Перед рассветом - страница 5

стр.

Ненадежно, но лучшего варианта не было, Макс лежала на полу в то время, как Тахо катил вверх и вниз по заснеженным холмам. Женщина казалась напугана этой ночной поездкой, и это было хорошо. Если бы она была одной из людей Лайдекера, она вероятно не боялась бы так… но женщина знала, насколько опасный груз она перевозит.

Водитель иногда посматривала на Макс и ободряюще улыбалась. Макс не знала предназначался ли этот жест для нее или таким образом женщина пыталась успокоить себя. Не то, чтобы прямо сейчас это имело какое-то значение…

Пятнадцатью минутами позже женщина остановила машину, погасила огни и заглушила двигатель.

— Приехали. — сказала она, голос все еще был слишком высок, а слова слишком быстрыми, ее напряжение проступало через принужденную оживленность.

Они обе вышли наружу, и Макс последовала за женщиной к двери маленькой деревянной постройки. Домашняя простота здания ничего не значила для ребенка, выросшего в бараке, и это не напоминало ничего, что она видела в учебных фильмах, в которых иногда показывали человеческое жилище. Крошечное здание напоминало ребенку скорее простой навес — оно с легкостью поместилось бы в одной из огромных душевых Мантикоры.

Женщина открыла дверь, но Макс колебалась.

Еще одна ободряющая улыбка:

— Заходи… Все в порядке. Правда. Ты будешь в безопасности здесь.

Макс хотела верить этой неожиданной благодетельнице, но ведь она всегда верила Лайдекеру, они все верили… и один из них был мертв. По крайней мере один из них…

Однако, Макс последовала за приглашающим жестом женщины и вошла в комнату. Несмотря на то, что она сразу поняла его назначение, Макс поразил камин, встроенный в левую стену. Приятное чувство теплоты, которое он отдавал этой комнате, она могла почувствовать лишь лежа в своей кровати между простынями в особенно холодные ночи.

Дверь справа вела в крошечную ванную комнату — представить только: комната с одним туалетом! — слив от него выходил по стене рядом с маленькой печкой. Около потивоположной стены стоял холодильник, маенький обеденный стол и два стула. В жилой зоне место дивана занимала двойная кушетка, а напротив огня согревалось кожаное кресло с деревянными подлокотниками, покрытое пледом с индейскими рисунками. Вся эта мебель была сделана из теплого темного дерева.

Для ребенка, выросшего в закрытом бункере, это облие теплоты и дерева было ошеломляюще непривычным… но все же чудесным.

Женщина подошла к телефону и набрала номер. Через несколько секунд оа сказала в трубку:

— Это Ханна… Мне нужно тебя увидеть.

Догадываясь, что ее предали, Макс медленно передвигалась по комнате, осматривая предметы обихода, попадавшиеся на ее пути (они все были для нее странными, но в них не было ничего отталкивающего).

К ее удивлению, несмотря на замешательство, Макс чувствовала себя в этой маленькой комнатке по-домашнему, чего никогда не было в Мантикоре.

Ей было трудно понять это чувство, проходящее через нее как сладкая болезнь, в то время как она смотрела на подсвечники, книги, картины и другие предметы, такие для нее чуждые.

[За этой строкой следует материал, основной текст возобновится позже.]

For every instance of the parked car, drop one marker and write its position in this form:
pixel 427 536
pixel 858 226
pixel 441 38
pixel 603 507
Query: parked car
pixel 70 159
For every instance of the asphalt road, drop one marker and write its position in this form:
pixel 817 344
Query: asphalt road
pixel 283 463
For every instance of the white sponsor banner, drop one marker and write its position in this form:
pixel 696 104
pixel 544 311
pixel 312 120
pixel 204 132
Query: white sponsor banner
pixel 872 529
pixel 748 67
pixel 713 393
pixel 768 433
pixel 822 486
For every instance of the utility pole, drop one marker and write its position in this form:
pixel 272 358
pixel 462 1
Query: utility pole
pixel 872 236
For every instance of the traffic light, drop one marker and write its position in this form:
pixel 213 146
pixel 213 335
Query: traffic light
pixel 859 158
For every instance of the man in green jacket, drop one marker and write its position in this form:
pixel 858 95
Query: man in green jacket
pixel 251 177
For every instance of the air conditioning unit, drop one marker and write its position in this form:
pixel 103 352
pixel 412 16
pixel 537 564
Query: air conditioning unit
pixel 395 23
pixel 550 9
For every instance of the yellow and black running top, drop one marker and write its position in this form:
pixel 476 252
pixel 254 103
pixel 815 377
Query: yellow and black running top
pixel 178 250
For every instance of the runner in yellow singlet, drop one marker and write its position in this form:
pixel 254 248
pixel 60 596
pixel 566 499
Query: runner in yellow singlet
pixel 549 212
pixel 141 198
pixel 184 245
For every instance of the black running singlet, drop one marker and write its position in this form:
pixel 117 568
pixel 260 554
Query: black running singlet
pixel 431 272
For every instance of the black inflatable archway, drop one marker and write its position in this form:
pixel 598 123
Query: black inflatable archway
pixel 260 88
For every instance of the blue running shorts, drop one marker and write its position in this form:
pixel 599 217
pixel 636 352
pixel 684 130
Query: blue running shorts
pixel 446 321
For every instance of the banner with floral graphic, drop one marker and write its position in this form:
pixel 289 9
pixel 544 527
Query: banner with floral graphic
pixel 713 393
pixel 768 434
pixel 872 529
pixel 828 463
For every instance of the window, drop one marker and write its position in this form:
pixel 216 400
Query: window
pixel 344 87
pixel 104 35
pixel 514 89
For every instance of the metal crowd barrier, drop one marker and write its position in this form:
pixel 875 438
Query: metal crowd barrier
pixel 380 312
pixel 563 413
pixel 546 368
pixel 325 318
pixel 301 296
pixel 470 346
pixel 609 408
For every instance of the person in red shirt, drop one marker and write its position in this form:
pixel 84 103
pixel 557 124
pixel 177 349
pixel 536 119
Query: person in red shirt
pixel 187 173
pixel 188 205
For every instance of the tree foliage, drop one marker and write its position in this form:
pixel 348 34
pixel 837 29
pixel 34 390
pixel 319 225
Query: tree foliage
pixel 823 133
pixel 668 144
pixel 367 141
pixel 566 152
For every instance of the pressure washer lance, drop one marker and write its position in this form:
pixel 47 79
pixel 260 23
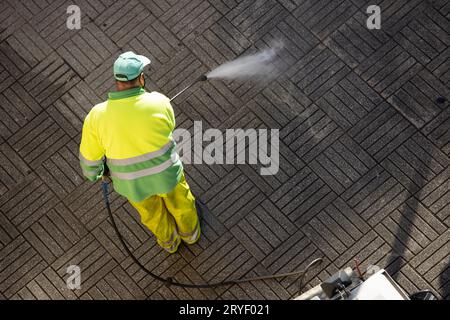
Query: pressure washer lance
pixel 173 282
pixel 199 79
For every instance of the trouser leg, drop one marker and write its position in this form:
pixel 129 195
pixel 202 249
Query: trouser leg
pixel 181 205
pixel 154 216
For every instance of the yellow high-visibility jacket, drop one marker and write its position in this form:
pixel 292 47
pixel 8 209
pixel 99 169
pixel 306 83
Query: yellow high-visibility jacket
pixel 133 130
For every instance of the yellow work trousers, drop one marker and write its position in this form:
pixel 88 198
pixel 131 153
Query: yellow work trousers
pixel 171 217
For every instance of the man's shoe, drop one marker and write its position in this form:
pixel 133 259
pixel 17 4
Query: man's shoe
pixel 174 247
pixel 194 238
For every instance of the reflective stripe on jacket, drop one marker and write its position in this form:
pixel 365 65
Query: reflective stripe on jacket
pixel 133 130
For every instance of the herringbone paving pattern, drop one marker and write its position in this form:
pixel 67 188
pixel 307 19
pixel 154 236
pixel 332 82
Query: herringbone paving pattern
pixel 364 146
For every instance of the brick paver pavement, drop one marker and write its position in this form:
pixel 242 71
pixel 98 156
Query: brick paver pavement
pixel 364 146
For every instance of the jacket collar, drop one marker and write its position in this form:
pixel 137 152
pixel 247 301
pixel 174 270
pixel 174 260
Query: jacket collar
pixel 115 95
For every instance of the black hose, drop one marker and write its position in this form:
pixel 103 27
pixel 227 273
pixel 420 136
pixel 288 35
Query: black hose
pixel 171 281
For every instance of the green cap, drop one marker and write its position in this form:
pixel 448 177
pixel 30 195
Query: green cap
pixel 129 66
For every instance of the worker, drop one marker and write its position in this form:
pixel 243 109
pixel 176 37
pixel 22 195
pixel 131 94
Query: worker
pixel 132 132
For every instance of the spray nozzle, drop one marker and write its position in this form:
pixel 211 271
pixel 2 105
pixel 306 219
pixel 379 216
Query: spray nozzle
pixel 202 78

— Послушай, — говорила Ханна. — Она просто ребенок… но у нее проблемы дома и ей нужно безопасное место.

Макс задавалась вопросом, будет ли у нее когда-нибудь такой прекрасный дом, ее собственный. Она думала о такой вот комнате, в которой человек мог бы жить сам по себе, и вдруг комната внезапно показалась просторнее.

— Слушайте, — Ханна была явно раздражена. — Я все объясню, когда тебя увижу… Спасибо. Пока.

Ханна повесила трубку, когда Макс потянулась и дотронулась до индийского пледа, наслаждаясь его структурой. Ни одно из шерстяных одеял в Мантикоре никогда не казалось ей таким успокоительно мягким…

Ханна подошла, взяла большое одеяло и обернула его вокруг плеч Макс. Ребенок немедленно почувствовал тепло, разливающееся вниз по его телу до голых ступней, она глубоко вдохнула, стараясь втянуть в себя сладкий запах женщины, который сохраняло одеяло.

— Я вернусь так быстро, как только смогу. — сказала Ханна, надевая свое теплое пальто. — Чувствуй себя как дома.

Макс ничего не ответила, эта фраза была для нее такой чуждой, будто бы была произнесена на языке, которого она еще не знала. Она и женщина посмотрела друг другу в глаза и Ханна вышла в холодную ночь и потянула дверь, закрывая ее за собой.